Assim rápidamente foi o que me bateu.
Eo catálogo da sua EXPO???? Não desisti de trazer vcs para a BA.
bjs


________________________

Ola Regina,

recebi seus ultimos emails, gostei muito o da poesia da borboleta.
Estou em stockholm faz um mes. engracado receber esse email sobre o Vito Acconci
porque tenho escutado bastante sobre ele, o chefe do meu departamento 'e um professor
americano chamado Ronald Jones. Ele teve aula com o Vito Acconci tempos atras.

Sobre o texto. Eu tambem sou um pouco confuso em relacao a Design e Arte e quando
misturam, mercado etc. O que eu tenho entendido 'e que quando comecei a levar arte
mais a serio, comecei tambem a ser mais severo com minha opinioes e nada que eu fizesse
em design serveria para alguma coisa alem de vender e ganhar dinheiro. E tudo que eu comecei a
fazer como artista nao era suficiente para ser considerado arte.

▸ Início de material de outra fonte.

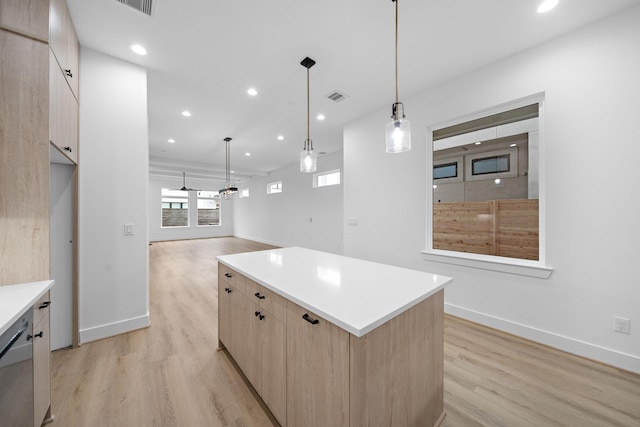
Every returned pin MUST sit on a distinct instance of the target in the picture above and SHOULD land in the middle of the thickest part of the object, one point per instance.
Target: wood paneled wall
(508, 228)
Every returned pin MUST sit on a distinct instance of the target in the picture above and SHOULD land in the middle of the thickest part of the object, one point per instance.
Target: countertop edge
(28, 294)
(357, 332)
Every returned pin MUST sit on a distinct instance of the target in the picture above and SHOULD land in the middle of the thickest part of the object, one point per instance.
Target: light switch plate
(128, 230)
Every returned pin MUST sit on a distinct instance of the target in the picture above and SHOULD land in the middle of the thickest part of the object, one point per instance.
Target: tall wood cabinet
(38, 104)
(64, 80)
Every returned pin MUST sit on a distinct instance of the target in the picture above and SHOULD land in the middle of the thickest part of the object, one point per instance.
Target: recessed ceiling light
(547, 5)
(140, 50)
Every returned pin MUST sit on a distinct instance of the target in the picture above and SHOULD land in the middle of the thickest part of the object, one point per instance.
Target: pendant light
(398, 130)
(308, 157)
(228, 189)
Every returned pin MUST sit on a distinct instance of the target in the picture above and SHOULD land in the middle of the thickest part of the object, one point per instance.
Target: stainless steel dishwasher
(16, 373)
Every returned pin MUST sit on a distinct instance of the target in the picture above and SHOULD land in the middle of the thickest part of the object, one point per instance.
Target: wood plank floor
(170, 374)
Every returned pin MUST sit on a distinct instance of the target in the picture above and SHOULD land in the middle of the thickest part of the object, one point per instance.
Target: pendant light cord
(396, 2)
(308, 108)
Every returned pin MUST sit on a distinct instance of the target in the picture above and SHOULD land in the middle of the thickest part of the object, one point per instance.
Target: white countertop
(356, 295)
(15, 300)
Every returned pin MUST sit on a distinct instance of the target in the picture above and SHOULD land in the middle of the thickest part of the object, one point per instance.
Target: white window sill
(487, 262)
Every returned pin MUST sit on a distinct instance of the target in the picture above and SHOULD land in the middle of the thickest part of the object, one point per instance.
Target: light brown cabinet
(63, 113)
(254, 336)
(24, 159)
(390, 377)
(318, 370)
(41, 362)
(29, 17)
(64, 43)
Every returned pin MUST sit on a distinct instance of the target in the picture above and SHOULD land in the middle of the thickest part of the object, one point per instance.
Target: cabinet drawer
(231, 277)
(267, 299)
(41, 308)
(63, 113)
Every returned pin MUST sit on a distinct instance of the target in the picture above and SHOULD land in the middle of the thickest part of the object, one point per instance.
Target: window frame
(215, 198)
(316, 178)
(188, 201)
(270, 187)
(537, 268)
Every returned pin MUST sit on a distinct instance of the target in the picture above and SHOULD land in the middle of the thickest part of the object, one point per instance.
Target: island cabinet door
(249, 355)
(317, 370)
(233, 321)
(273, 338)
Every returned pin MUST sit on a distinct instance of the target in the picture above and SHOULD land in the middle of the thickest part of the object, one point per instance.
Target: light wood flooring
(170, 374)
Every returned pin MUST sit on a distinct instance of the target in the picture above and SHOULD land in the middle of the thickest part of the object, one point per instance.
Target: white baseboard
(111, 329)
(604, 355)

Um dificuldade em acreditar nas coisas, que ate pouco tempo achava que era uma falta de fe.
Mas depois lendo um livro outro dia, cheguei a conclusao que na verdade agente acredita demais
e por isso temos dificuldad, por exemplo de dizer eu te amo para sua namorada , porque na
verdade acreditamos demais nas palavras eu te amo. Sentimos o peso.

O rubens fala como arte tem que ter tesao e tensao, mas acho isso um pouco estreito. Preferia
ver mais arte sincera e menos confusa.

Tenho entendido tambem que esses objetos que agente compra
acabam fazendo parte de nossas vidas, e por isso nao consigo mais julgar o objeto por si so.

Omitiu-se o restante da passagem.